Originally a comment by Bjarte Foshaug on The women don’t matter party.
This is a point I keep returning to: It is perfectly possible to reach the right conclusion for the wrong reasons. It might be tempting to think that the wrongness of the reasons doesn’t matter as long as people end up accepting the right facts and supporting the right causes. The problem with that intuition is that bad reasons rarely, if ever, have just one effect. The same kind of wrong reasons that gave us Jainism (supposedly a religion of total pacifism) also gave us Jihadism*. Aversion to technology, or anything perceived as unnatural, chemical**, artificial, manufactured, synthetic, or man-made, may seem benign enough when it leads people to reject fossil fuels (hardly unnatural, admittedly), not so much when it leads them to reject vaccines.

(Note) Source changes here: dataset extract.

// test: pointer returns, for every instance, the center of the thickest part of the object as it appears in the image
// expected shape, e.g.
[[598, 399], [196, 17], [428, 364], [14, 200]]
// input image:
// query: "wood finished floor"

* Even if the wrong reasons lead you to embrace the most harmless and (in terms of consequences) benign conclusions imaginable it will be absolutely no thanks to you as long as the only thing keeping you from crashing planes into buildings or blowing yourself up on a bus is that the coin-toss of faith happened to come up heads rather than tails.
** I still haven managed to get any of these people to provide an example of a non-chemical substance. I guess technically dark matter qualifies, but I’m pretty sure that’s not what they have in mind.